Obviously, all of this extra equipment costs money, and has to be maintained in properly working order. This is also only for a fish only with live rock (FOWLR) set up. If you want to keep a reef tank with corals and other invertebrates you will need a lighting system that will deliver more light to those light hungry invertebrates. You will probably also want more live rock, a refugium, and a reverse osmosis (RO) filter unit – we recommend RO filtering all of your water for freshwater or saltwater tanks, but you will definitely need one for a reef tank.

Now lets talk a little bit about ease of care. I don’t want to scare you out of keeping a saltwater aquarium so I will first say this…I honestly don’t think that the maintenance of a saltwater tank is that much more difficult. There are a few extra maintenance tasks to take care of for a saltwater tank, but in my opinion, they don’t take a long amount of time, and they aren’t that difficult.

First, water changes for a freshwater tank are a little bit easier. This is mainly due to the fact that you don’t have to make your saltwater. You can keep a beautiful freshwater tank by using dechlorinated and filtered tap water. With saltwater aquariums you have to dechlorinate and RO filter your tap water into storage buckets to mix the salt in. This saltwater making process is usually done a few days before a water change.

Second, the livestock of a freshwater aquarium is generally a little bit easier to care for. The vast majority of freshwater aquarium fish are tank bred and tank raised. The Aquariums are their homes and where they are used to living. They are used to being fed and eating aquarium foods. They were not transported from a reef halfway around the world. Therefore, freshwater fish are much less stressed about their aquarium environment and end up being hardier fish that are a little bit easier to care for and keep happy.

You also won’t be able to keep any corals with specific demands for  lighting and water conditions. Sure, you may want to keep some live plants, but you can still keep some live freshwater plants with NO fluorescent lights and dechlorinated and filtered tap water. Some freshwater plants may require more light intensity for photosynthesis, but it is not near the light intensity necessary to keep corals and other sessile invertebrates.

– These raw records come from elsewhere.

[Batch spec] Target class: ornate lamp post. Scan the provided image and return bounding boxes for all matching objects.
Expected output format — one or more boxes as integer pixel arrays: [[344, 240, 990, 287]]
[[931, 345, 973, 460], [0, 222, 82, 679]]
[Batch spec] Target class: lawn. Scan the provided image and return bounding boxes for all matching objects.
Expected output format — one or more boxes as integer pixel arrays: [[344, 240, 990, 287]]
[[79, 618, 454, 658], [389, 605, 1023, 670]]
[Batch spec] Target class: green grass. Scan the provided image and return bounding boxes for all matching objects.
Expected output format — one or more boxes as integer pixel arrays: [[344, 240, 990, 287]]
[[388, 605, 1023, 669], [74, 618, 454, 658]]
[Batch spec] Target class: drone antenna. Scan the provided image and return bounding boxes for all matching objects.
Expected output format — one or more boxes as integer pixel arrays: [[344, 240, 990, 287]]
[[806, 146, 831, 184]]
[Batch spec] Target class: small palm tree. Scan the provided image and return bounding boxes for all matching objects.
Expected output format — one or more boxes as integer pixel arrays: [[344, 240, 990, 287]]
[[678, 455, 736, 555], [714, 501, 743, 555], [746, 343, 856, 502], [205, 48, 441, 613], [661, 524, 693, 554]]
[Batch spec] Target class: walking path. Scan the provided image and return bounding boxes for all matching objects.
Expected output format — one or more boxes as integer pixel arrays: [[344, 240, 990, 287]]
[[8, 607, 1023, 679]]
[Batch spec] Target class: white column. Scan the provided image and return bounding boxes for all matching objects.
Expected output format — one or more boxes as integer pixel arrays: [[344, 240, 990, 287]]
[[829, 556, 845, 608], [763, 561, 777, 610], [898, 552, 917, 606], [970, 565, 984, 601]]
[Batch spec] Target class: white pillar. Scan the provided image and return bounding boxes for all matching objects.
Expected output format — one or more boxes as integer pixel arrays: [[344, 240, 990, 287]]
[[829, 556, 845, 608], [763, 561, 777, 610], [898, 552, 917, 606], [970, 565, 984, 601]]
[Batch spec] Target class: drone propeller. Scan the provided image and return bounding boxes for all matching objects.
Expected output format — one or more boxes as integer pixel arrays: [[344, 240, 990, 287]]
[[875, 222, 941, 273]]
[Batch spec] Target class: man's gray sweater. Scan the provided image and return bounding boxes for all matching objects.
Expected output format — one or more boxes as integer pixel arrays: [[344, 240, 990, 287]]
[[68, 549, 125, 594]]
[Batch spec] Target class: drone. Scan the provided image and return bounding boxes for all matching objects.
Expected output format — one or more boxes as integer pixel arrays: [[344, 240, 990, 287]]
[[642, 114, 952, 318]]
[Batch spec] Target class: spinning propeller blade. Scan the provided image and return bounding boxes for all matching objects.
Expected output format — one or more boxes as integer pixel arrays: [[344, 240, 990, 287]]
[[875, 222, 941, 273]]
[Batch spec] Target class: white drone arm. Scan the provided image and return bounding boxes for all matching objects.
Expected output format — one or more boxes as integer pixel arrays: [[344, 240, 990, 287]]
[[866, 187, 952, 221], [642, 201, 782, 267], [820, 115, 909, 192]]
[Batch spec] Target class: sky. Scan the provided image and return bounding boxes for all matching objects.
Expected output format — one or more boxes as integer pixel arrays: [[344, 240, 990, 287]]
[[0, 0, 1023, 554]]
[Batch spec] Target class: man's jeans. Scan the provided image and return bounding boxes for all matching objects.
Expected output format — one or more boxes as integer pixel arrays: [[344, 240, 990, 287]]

Finally, please don’t let any of this dissuade you from keeping a saltwater aquarium. Once you have your tank and your equipment and it is all set up, cycled, and the proper lighting and water conditions have been established, the maintenance tasks for keeping a healthy marine aquarium are not that much more expensive or difficult than keeping a freshwater aquarium. You can always buy your saltwater from a LFS instead of making it yourself. You just have to have containers to keep it and transport it in. If you choose and care for your fish wisely, marine fish also aren’t that much more difficult to care for. Just remember, a lot of marine fish in your LFS are probably taken from the Earth’s reefs. Keep your fish happy and healthy so that you’re not the aquarium hobbyist depleting those reefs of tropical fish.